La tierra se niega a sepultar
A su Señor.
Como si se avergonzara del cadáver
De quien la amó,
Como si temiera su adalid
Devorar.
Y los precipicios de rocas tiemblan por su amo,
Canciones fúnebres entonando;
El río brama con el poder de su dolor,
Su caudal levantando.
Las lágrimas en torrentes, juntas,
Se recogen.
¿Qué hombre no caerá en el llanto
Por quién lo amó?
¿Qué niño no ha de existir
Para su padre?
Gimiente, doliente, corazón herido
Sin palmas.
¿Qué paloma amante no da su ser
Al amado?
¿Qué delirante e inquieto venado salvaje
A su instinto no obedece?
Lágrimas de sangre arrancadas, arrancadas
De su alegría;
Espejo vertiente de sus lágrimas,
¡Retratad su cadáver!
Bañad todos, en su gran ternura,
Vuestro regazo.
Con sus múltiples, poderosas manos,
Con las alas de su corazón
Los acariciados;
Los protegidos;
Con la delicada tela de su pecho
Los abrigados,
Clamen, ahora,
Con la doliente voz de las viudas tristes.

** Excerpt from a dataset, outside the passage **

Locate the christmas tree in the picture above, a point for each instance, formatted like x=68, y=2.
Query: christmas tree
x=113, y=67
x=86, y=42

Las nobles escogidas se han inclinado, juntas,
Todas de luto;
El Villaj Umu se ha vestido de su manto
Para el sacrificio;
Todos los hombres han desfilado
A sus tumbas.
Mortalmente sufre su tristeza delirante,
La madre reina;
Los ríos de sus lágrimas saltan
Al amarillo cadáver.
Su rostro está yerto, inmóvil,
Y su boca (dice):
“Adonde te fuiste perdiéndote
De mis ojos
Abandonando este mundo
En mi duelo;
Eternamente desgarrándote
De mi corazón?”.
Enriquecido con el oro del rescate
El español.
Su horrible corazón por el poder devorado;
Se empujan unos a otros
Con ansias cada vez, cada vez más oscuras,
Fieras enfurecidas.
Les diste cuanto te pidieron, los colmaste;
Te asesinaron, sin embargo.
Sus deseos hasta donde clamaron los henchiste
Tú solo.
Y muriendo en Cajamarca
Te extinguiste.
Se ha acabado ya en tus venas
La sangre;
Se ha apagado en tus ojos
La luz;
En el fondo de la más intensa estrella ha caído
Tu mirar.
Gime, sufre, camina, vuela enloquecida
Tu alma, paloma amada;
delirante, delirante, llora, padece
Tu corazón amado.
Con el martirio de la separación infinita
El corazón se rompe.
El límpido, resplandeciente trono de oro
Y tu cuna;
Los vasos de oro, todo
Se repartieron.
Bajo un extraño imperio, colmados de martirios
Y destruidos;
Perplejos, extraviados, negada la memoria,
Solos;
Muerta la sombra que protege
Lloramos;
Sin tener a quién o dónde volver,
Estamos delirando.
¿Soportará tu corazón,
Inca, nuestra errabunda vida
Dispersada,
Por peligros sin cuento cercada, en manos ajenas,
Pisoteada?
Tus ojos, que como flechas de ventura herían,
Ábrelos;
Tus magnánimas manos,
Extiéndelas;
Y con esa visión fortalecidos
Despídenos.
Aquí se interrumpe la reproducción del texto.